François Mauriac: «Avec ma chance habituelle je vais mourir quand ce monde deviendra inhabitable.» Et il n’a rien vu de ces quarante dernières années! Mais l’homme s’adapte à toutes les situations. Moi je n’en puis plus de ce monde, mes enfants n’ont pas l’air si émus que cela, il leur convient même assez ce monde invivable. Les humains muteront.

Nous allons être saturés de commentaires ces prochaines semaines car nous célébrons le quarantième anniversaire, on ressort les mêmes potiches, réédition de vieux mémoires, et corrections des mémoires qui furent publiés pour le dixième, le vingtième, le trentième anniversaire, nouveaux mémoires aussi, et chose nouvelle, commentaires des enfants (Glucksmann, Linhart), il ne manquait plus que cela – mais c’était à prévoir.
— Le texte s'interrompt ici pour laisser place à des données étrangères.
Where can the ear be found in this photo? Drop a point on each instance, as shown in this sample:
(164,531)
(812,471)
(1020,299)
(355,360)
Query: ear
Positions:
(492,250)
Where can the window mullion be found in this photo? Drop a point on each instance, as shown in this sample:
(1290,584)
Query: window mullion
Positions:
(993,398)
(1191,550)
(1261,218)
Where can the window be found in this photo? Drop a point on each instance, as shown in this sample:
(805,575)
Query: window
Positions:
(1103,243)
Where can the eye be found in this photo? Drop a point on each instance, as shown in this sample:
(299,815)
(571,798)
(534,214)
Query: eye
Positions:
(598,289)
Ce qui meut les révolutionnaires ce n’est pas l’amour des pauvres mais la haine des riches. Les pauvres, comme autrefois «le peuple» (ou «le Peuple»), comme abstraction. Quant aux riches, on le sait, ils sont mus par l’amour de leurs grands biens. Et les pauvres alors? qui s’en occupera ? Justement, et tout le malheur des pauvres vient de là, et la démocratie représentative en est la grande cause, on parle pour eux, les bonnes âmes de gauche, les pauvres ne parlent pas, ils n’ont pas droit à la parole. J’entends comme un chuchotement: mais les pauvres ne savent pas parler, mais les pauvres sont bêtes, et quand on les lâchent méchants (voir les pillages des propriétés dans les souvenirs de Sayn-Wittgenstein, Nabokov, etc.). (Ce que je viens d’écrire n’est pas ce que je pense mais quelque hypothèse qui se pense.) Vaclav Havel disait le pouvoir des sans-pouvoirs, moi je suis pour le moins de pouvoir possible sur n’importe quel être humain, pour tout être humain, sauf sur lui-même, pouvoir qu’on nomme liberté individuelle. Moi je suis pour que la liberté des uns s’arrête là où commence celle des autres, donc pour que la liberté économique des uns s’arrête là où commence la liberté économique des autres. Ah! Et les modalités pratiques! Ah!

[…]
La plupart des humains désormais sur cette terre ne savent littéralement plus où ils en sont, où ils sont, ni comment vivre. La mère de F pleurait en lui apprenant la nouvelle au téléphone, comme une gamine, qu’elle est: «je ne l’ai pas fait exprès, je n’ai pas voulu cela».

Jean-Sébastien Bach, Marina Tsvetaïeva, Rainer Maria Rilke, sublime constant. On ne peut être toujours dans ce sublime-là, on n’y est jamais, quand on les écoute on se contente d’essayer de suivre, on capte une seconde, puis on lâche prise, on se retrouve tout petit, tout seul avec la médiocrité de nos petits moi, et ces êtres-là nous désespèrent. L’exquis est déjà difficile pour nous autres pauvres petits hommes, pauvres misérables êtres communs, pauvres hommes ordinaires. L’être humain, nous, moi, EP, cependant, c’est à cela que nous sommes appelés.